6GMedia - work topic 2- Characteristics of AI-enabled applications
This contribution from InterDigital addresses work topic 2 of the 6GMedia study, focusing on key characteristics of XR and AI-enabled mobile applications and services. The document proposes use cases and elaborates on requirements for interoperable and widespread deployment.
The document identifies several representative use cases:
Key Observations:
- AI-enabled applications are highly heterogeneous and multimodal, encompassing video, image, audio, text, haptics, and sensor data
- Applications exchange AI/ML data including prompts, model parameters, and compressed/uncompressed intermediate data (embeddings)
Table 1 Analysis provides detailed mapping of:
- AR: UL (video, audio, prompt, inference data) / DL (video, audio, dynamic 3D media, haptics, spatial descriptions) - requires MPEG haptics, scene description enhancements, dynamic mesh/gaussian splat codecs
- Real-time Object Detection: Feature representations, MPEG-7 descriptors, MPEG FCM
- Speech Recognition/Conversational AI: ULBC, tokens, embeddings
- Model Learning/Updates: ONNX, GGUF, MPEG NNC formats
- Avatar communication: Upcoming MPEG avatar, gaussian and mesh codecs
- Context-aware recommendation: W3C Media Annotations, MPEG-7 descriptors
Proposals:
- Proposition 1: SA4 should study support of additional media modalities and codecs/enhancements for 6G
- Proposition 2: SA4 should define terminology for AI/ML data (features, tokens, embeddings, latent, intent) and study relevant AI representation formats and interchangeable formats/codecs
- Observation 2: Some applications require remote AI-based Spatial Computing functions (TR 26.819)

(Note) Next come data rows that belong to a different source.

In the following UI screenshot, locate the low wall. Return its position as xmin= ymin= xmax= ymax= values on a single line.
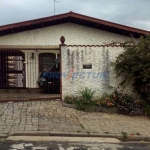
xmin=61 ymin=46 xmax=133 ymax=99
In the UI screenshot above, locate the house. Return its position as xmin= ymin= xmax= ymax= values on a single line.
xmin=0 ymin=11 xmax=149 ymax=101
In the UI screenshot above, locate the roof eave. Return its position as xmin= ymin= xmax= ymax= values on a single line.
xmin=0 ymin=11 xmax=149 ymax=37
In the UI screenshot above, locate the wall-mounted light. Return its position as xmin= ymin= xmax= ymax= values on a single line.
xmin=31 ymin=53 xmax=34 ymax=59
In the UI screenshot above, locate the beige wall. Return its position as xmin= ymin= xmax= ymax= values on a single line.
xmin=0 ymin=23 xmax=135 ymax=91
xmin=0 ymin=23 xmax=133 ymax=45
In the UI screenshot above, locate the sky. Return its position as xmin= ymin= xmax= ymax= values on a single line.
xmin=0 ymin=0 xmax=150 ymax=31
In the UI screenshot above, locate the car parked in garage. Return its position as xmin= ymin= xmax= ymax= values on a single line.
xmin=38 ymin=57 xmax=60 ymax=94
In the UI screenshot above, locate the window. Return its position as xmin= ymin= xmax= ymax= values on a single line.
xmin=39 ymin=53 xmax=56 ymax=72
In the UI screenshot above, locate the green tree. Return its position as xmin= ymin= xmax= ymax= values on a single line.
xmin=114 ymin=35 xmax=150 ymax=104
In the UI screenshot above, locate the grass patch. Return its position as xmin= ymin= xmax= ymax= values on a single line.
xmin=87 ymin=131 xmax=90 ymax=135
xmin=121 ymin=132 xmax=128 ymax=141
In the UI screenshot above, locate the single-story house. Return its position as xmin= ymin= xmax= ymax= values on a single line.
xmin=0 ymin=11 xmax=149 ymax=101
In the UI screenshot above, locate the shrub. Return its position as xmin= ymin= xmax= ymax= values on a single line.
xmin=95 ymin=93 xmax=116 ymax=108
xmin=114 ymin=35 xmax=150 ymax=104
xmin=76 ymin=87 xmax=96 ymax=110
xmin=79 ymin=87 xmax=95 ymax=101
xmin=64 ymin=95 xmax=78 ymax=104
xmin=115 ymin=92 xmax=141 ymax=114
xmin=142 ymin=104 xmax=150 ymax=116
xmin=64 ymin=88 xmax=96 ymax=111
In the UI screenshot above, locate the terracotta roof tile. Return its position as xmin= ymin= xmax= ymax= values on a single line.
xmin=0 ymin=11 xmax=149 ymax=37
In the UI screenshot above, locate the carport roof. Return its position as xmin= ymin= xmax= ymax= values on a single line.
xmin=0 ymin=11 xmax=150 ymax=37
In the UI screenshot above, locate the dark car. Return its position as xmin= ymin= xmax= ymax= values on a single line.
xmin=38 ymin=57 xmax=60 ymax=94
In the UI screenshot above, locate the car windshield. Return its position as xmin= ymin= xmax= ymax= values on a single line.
xmin=44 ymin=57 xmax=60 ymax=71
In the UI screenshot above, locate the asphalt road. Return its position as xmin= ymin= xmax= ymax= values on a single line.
xmin=0 ymin=140 xmax=150 ymax=150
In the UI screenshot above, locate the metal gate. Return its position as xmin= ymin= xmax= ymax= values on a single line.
xmin=0 ymin=50 xmax=60 ymax=101
xmin=0 ymin=51 xmax=25 ymax=89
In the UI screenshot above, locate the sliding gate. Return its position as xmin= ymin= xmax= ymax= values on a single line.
xmin=0 ymin=50 xmax=60 ymax=101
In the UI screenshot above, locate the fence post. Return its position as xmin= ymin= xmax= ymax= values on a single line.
xmin=59 ymin=36 xmax=66 ymax=101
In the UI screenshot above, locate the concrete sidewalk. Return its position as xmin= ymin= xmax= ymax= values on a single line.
xmin=0 ymin=101 xmax=150 ymax=140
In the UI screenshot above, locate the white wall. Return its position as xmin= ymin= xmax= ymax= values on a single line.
xmin=61 ymin=46 xmax=133 ymax=98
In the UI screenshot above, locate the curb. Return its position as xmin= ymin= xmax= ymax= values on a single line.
xmin=0 ymin=98 xmax=60 ymax=103
xmin=6 ymin=131 xmax=150 ymax=141
xmin=0 ymin=134 xmax=8 ymax=138
xmin=9 ymin=131 xmax=49 ymax=136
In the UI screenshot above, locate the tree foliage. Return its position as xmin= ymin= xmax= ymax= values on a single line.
xmin=114 ymin=35 xmax=150 ymax=104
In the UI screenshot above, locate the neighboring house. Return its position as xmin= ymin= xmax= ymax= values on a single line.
xmin=0 ymin=11 xmax=149 ymax=100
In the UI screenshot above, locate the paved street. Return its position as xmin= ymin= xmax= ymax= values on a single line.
xmin=0 ymin=100 xmax=150 ymax=138
xmin=0 ymin=140 xmax=150 ymax=150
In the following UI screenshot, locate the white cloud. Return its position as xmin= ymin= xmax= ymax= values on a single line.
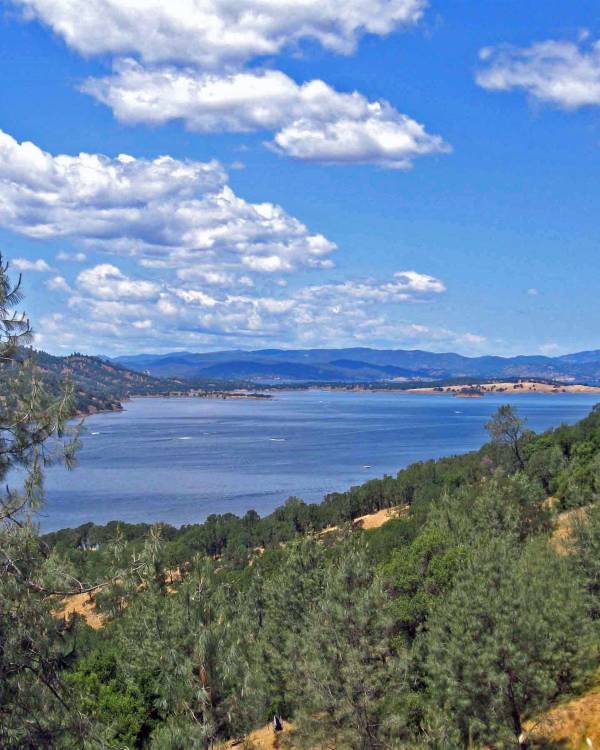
xmin=43 ymin=261 xmax=451 ymax=352
xmin=457 ymin=332 xmax=487 ymax=345
xmin=76 ymin=264 xmax=161 ymax=301
xmin=11 ymin=257 xmax=53 ymax=272
xmin=0 ymin=128 xmax=335 ymax=274
xmin=56 ymin=250 xmax=87 ymax=262
xmin=527 ymin=287 xmax=539 ymax=296
xmin=477 ymin=38 xmax=600 ymax=109
xmin=83 ymin=62 xmax=449 ymax=168
xmin=14 ymin=0 xmax=426 ymax=68
xmin=296 ymin=271 xmax=446 ymax=303
xmin=46 ymin=275 xmax=72 ymax=292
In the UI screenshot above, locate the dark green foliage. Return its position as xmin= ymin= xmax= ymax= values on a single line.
xmin=525 ymin=404 xmax=600 ymax=508
xmin=382 ymin=526 xmax=466 ymax=642
xmin=291 ymin=541 xmax=409 ymax=749
xmin=66 ymin=648 xmax=151 ymax=748
xmin=572 ymin=503 xmax=600 ymax=620
xmin=426 ymin=537 xmax=592 ymax=748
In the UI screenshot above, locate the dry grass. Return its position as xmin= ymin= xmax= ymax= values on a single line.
xmin=54 ymin=590 xmax=105 ymax=630
xmin=408 ymin=381 xmax=600 ymax=396
xmin=217 ymin=721 xmax=293 ymax=749
xmin=320 ymin=505 xmax=409 ymax=537
xmin=551 ymin=507 xmax=589 ymax=555
xmin=527 ymin=678 xmax=600 ymax=749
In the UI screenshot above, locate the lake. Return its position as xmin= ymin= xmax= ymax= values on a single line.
xmin=38 ymin=390 xmax=600 ymax=532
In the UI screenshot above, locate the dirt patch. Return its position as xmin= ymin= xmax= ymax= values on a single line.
xmin=527 ymin=682 xmax=600 ymax=749
xmin=319 ymin=505 xmax=409 ymax=537
xmin=218 ymin=721 xmax=293 ymax=749
xmin=353 ymin=505 xmax=409 ymax=530
xmin=551 ymin=507 xmax=589 ymax=555
xmin=54 ymin=590 xmax=105 ymax=630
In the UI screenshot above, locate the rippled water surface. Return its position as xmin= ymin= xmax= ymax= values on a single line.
xmin=39 ymin=390 xmax=600 ymax=531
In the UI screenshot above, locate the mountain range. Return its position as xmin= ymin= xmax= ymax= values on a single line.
xmin=113 ymin=347 xmax=600 ymax=384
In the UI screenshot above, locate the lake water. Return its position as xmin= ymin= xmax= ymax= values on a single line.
xmin=38 ymin=390 xmax=600 ymax=532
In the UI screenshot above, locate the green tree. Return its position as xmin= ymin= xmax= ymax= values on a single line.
xmin=426 ymin=536 xmax=590 ymax=749
xmin=571 ymin=502 xmax=600 ymax=620
xmin=381 ymin=526 xmax=466 ymax=642
xmin=291 ymin=541 xmax=410 ymax=749
xmin=257 ymin=538 xmax=328 ymax=719
xmin=0 ymin=256 xmax=92 ymax=748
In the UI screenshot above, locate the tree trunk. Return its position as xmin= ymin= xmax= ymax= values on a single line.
xmin=507 ymin=681 xmax=525 ymax=749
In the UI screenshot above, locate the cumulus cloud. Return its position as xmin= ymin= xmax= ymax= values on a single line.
xmin=11 ymin=257 xmax=53 ymax=272
xmin=477 ymin=38 xmax=600 ymax=109
xmin=76 ymin=264 xmax=161 ymax=301
xmin=14 ymin=0 xmax=426 ymax=68
xmin=296 ymin=271 xmax=446 ymax=304
xmin=83 ymin=62 xmax=449 ymax=168
xmin=37 ymin=259 xmax=452 ymax=352
xmin=0 ymin=128 xmax=335 ymax=274
xmin=13 ymin=2 xmax=450 ymax=169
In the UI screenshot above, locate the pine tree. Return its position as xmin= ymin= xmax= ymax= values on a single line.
xmin=425 ymin=535 xmax=591 ymax=749
xmin=290 ymin=541 xmax=410 ymax=749
xmin=0 ymin=255 xmax=89 ymax=748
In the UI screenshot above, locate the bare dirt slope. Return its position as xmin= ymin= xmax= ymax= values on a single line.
xmin=527 ymin=677 xmax=600 ymax=748
xmin=54 ymin=590 xmax=105 ymax=629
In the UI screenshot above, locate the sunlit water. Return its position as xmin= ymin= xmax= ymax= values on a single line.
xmin=36 ymin=390 xmax=600 ymax=531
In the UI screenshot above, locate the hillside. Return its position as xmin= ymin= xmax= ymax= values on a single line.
xmin=114 ymin=346 xmax=600 ymax=384
xmin=6 ymin=350 xmax=187 ymax=415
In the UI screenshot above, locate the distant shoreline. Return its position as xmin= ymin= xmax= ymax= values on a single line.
xmin=75 ymin=380 xmax=600 ymax=417
xmin=406 ymin=381 xmax=600 ymax=397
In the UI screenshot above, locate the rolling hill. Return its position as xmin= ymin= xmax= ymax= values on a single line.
xmin=114 ymin=347 xmax=600 ymax=384
xmin=5 ymin=350 xmax=187 ymax=415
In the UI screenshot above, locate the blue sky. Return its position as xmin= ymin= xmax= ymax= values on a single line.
xmin=0 ymin=0 xmax=599 ymax=357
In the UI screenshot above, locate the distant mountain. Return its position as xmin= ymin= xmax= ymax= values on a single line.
xmin=113 ymin=347 xmax=600 ymax=384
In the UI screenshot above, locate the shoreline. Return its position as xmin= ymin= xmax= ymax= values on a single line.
xmin=406 ymin=380 xmax=600 ymax=397
xmin=75 ymin=380 xmax=600 ymax=418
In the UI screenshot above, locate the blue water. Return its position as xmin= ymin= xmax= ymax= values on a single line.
xmin=37 ymin=390 xmax=600 ymax=532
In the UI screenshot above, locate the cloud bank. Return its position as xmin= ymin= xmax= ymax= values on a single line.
xmin=84 ymin=62 xmax=449 ymax=168
xmin=0 ymin=129 xmax=335 ymax=275
xmin=14 ymin=0 xmax=426 ymax=67
xmin=33 ymin=261 xmax=467 ymax=354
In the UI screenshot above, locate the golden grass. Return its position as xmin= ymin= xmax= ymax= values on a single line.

- Proposition 3: SA4 should identify and study spatial compute functions benefiting from off-device processing
Traffic Characteristics:
- Applications are uplink-heavy with greatly varying characteristics across modalities
- Continuous video capture results in high-rate, periodic uplink traffic
- Audio/sensor data generates lower-rate, aperiodic, bursty transmissions
- Traffic composition changes dynamically based on user behavior, interaction patterns, mobility, and environmental factors
Table 2 Analysis characterizes requirements:
- AR, Real-time Object Detection, Avatar communication: High data rate, real-time latency, mid reliability, high need for QoE-based adaptation
- Speech Recognition/Conversational AI, Context-aware Recommendation: Mid data rate, real-time latency, mid reliability, mid adaptation need
- Model Learning/Updates: High data rate, non-real-time latency, mid reliability, low adaptation need
Key Observations:
- Observation 3: Diversity of applications and modalities makes traffic characteristics evaluation/classification challenging
- Observation 4: Temporal dependency and synchronization required between media modalities and AI data for real-time/delay-bound AI inference
- Observation 5: Applications characterized by uplink-intensive, bursty/continuous, multi-modal traffic with diverse latency sensitivity and QoE impact
- Observation 6: Current QoS frameworks lack application/context awareness, granularity, and adaptability for dynamic 6G network conditions
Proposals:
- Proposition 4: SA4 should develop generic QoS and QoE mechanisms suitable across diverse traffic patterns
- Proposition 5: SA4 should study QoS framework enhancements enabling finer granularity and context awareness
- Proposal 6: SA4 should specify procedures for real-time QoE-based adaptation of multimodal media and define QoE metrics for real-time/delay-bound AI inference
Key Points:
- Transport protocols (QUIC-based, HTTP/3-based) are rapidly evolving to suit AI-enabled use cases
- These evolutions substantially impact traffic characteristics including latency, reliability, and resource utilization
- Rel-19 SA2 specified techniques for delivering Media Related Information (MRI) when XRM traffic is end-to-end encrypted (QUIC)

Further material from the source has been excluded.